Faşizmin Felsefi Kökenleri

Faşizmin felsefi ve düşünsel kökenleri, 19. yüzyılın sonları ile 20. yüzyılın başlarında Batı düşüncesinde gelişen çeşitli akımlara ve toplumsal krizlere dayanmaktadır. Bu kökenler, Aydınlanma’nın akılcılığına ve Fransız Devrimi’nin eşitlikçi ideallerine karşı gelişen anti-liberal, anti-demokratik ve anti-marksist düşünce eğilimleriyle şekillenmiştir. Faşizm, bireysel özgürlüğü ve çoğulculuğu esas alan liberal düşünceye, sınıf mücadelesi ve kolektif eşitlik anlayışına dayanan Marksizm’e karşı, toplumun organik bütünlüğünü ve ulusun mutlak üstünlüğünü savunan bir ideolojik zemin üzerinde yükselmiştir.

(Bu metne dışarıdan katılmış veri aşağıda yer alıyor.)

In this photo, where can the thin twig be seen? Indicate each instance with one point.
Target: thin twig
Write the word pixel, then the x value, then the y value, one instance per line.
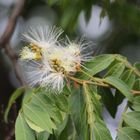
pixel 4 44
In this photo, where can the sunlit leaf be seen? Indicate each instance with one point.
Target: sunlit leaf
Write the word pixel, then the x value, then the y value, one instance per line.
pixel 23 131
pixel 14 96
pixel 128 133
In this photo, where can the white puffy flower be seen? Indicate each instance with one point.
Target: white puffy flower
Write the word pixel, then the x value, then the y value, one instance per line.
pixel 49 62
pixel 42 36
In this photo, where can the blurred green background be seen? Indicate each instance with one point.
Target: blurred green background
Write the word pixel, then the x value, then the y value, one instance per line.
pixel 113 25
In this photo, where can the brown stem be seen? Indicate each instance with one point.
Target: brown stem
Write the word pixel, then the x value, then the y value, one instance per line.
pixel 4 41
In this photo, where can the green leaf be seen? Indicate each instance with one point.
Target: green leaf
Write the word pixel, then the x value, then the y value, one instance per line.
pixel 78 113
pixel 43 135
pixel 52 2
pixel 33 125
pixel 61 127
pixel 121 86
pixel 116 70
pixel 39 117
pixel 128 133
pixel 22 130
pixel 94 119
pixel 100 131
pixel 14 96
pixel 137 85
pixel 108 100
pixel 99 63
pixel 44 111
pixel 136 103
pixel 133 119
pixel 137 65
pixel 129 78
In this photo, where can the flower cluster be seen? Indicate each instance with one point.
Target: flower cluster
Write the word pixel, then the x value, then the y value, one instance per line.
pixel 50 62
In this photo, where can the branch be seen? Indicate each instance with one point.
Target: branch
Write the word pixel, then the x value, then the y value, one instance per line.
pixel 4 44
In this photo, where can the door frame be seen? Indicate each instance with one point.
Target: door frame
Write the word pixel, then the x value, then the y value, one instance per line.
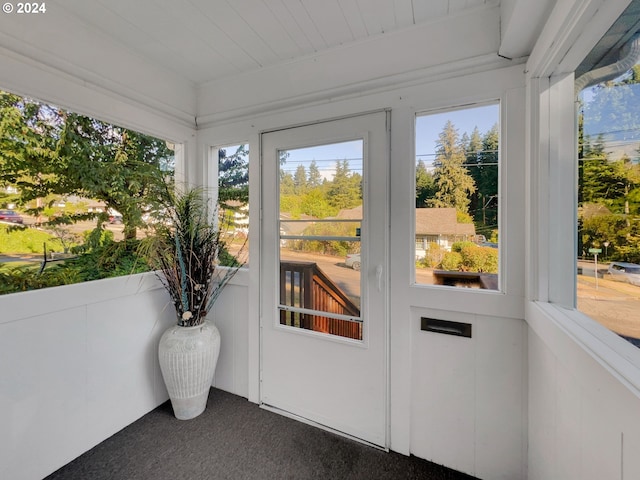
pixel 265 275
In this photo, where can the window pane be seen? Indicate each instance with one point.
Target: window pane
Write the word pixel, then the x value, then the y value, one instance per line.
pixel 456 214
pixel 321 211
pixel 91 190
pixel 608 280
pixel 233 196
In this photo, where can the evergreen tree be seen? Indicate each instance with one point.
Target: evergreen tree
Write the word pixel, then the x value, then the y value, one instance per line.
pixel 345 191
pixel 233 178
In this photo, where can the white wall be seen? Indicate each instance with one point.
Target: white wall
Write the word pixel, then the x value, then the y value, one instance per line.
pixel 584 418
pixel 78 363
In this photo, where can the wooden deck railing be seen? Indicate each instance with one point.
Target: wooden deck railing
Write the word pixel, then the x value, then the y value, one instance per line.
pixel 305 285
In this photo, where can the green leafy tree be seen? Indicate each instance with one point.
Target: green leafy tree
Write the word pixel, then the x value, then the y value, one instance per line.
pixel 315 179
pixel 47 152
pixel 29 157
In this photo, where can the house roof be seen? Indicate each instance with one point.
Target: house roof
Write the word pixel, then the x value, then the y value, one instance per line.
pixel 354 213
pixel 441 221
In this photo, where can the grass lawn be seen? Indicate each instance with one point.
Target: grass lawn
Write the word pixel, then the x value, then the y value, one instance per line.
pixel 24 240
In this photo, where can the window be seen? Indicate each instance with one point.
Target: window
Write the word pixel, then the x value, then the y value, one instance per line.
pixel 457 197
pixel 608 265
pixel 81 193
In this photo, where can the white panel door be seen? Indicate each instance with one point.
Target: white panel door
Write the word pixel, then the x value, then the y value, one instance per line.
pixel 324 274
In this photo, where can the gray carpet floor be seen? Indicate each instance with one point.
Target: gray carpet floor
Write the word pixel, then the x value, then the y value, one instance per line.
pixel 235 439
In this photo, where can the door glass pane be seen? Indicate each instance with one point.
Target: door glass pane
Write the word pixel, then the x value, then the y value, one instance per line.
pixel 457 200
pixel 608 267
pixel 321 212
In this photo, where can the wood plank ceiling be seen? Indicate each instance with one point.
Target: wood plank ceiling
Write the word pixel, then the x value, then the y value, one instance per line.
pixel 204 40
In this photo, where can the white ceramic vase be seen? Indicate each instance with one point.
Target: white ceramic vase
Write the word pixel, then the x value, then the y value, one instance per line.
pixel 188 358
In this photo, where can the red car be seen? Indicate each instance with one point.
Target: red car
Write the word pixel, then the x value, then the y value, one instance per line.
pixel 10 216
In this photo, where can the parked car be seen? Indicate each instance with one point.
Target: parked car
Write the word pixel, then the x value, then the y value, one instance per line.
pixel 353 261
pixel 10 216
pixel 625 272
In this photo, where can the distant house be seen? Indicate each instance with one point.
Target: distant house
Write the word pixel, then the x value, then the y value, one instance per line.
pixel 440 226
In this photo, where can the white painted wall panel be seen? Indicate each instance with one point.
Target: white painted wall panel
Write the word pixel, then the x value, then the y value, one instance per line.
pixel 78 363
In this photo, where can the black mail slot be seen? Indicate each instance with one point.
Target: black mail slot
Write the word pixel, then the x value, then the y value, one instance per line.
pixel 445 326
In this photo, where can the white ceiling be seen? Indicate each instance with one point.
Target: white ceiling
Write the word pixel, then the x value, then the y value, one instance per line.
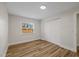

Felsefi düzeyde, Vilfredo Pareto ve Gaetano Mosca gibi İtalyan elitist teorisyenlerin “seçkinler teorisi”, faşizmin toplumsal yapı anlayışına zemin hazırlamıştır. Pareto, tarihin sürekli olarak elitlerin yer değiştirmesiyle şekillendiğini savunmuş, kitlelerin yönetimden uzak tutulması gerektiğini belirtmiştir. Mosca ise, toplumu her zaman yöneten azınlık (elitler) ve yönetilen çoğunluk (kitleler) olarak ikiye ayırmış, kitlelerin siyasette belirleyici olmalarının düzeni tehdit edeceğini ileri sürmüştür. Bu elitist yaklaşımlar, faşizmin “halk için ama halksız iktidar” anlayışının teorik temelini oluşturmuştur.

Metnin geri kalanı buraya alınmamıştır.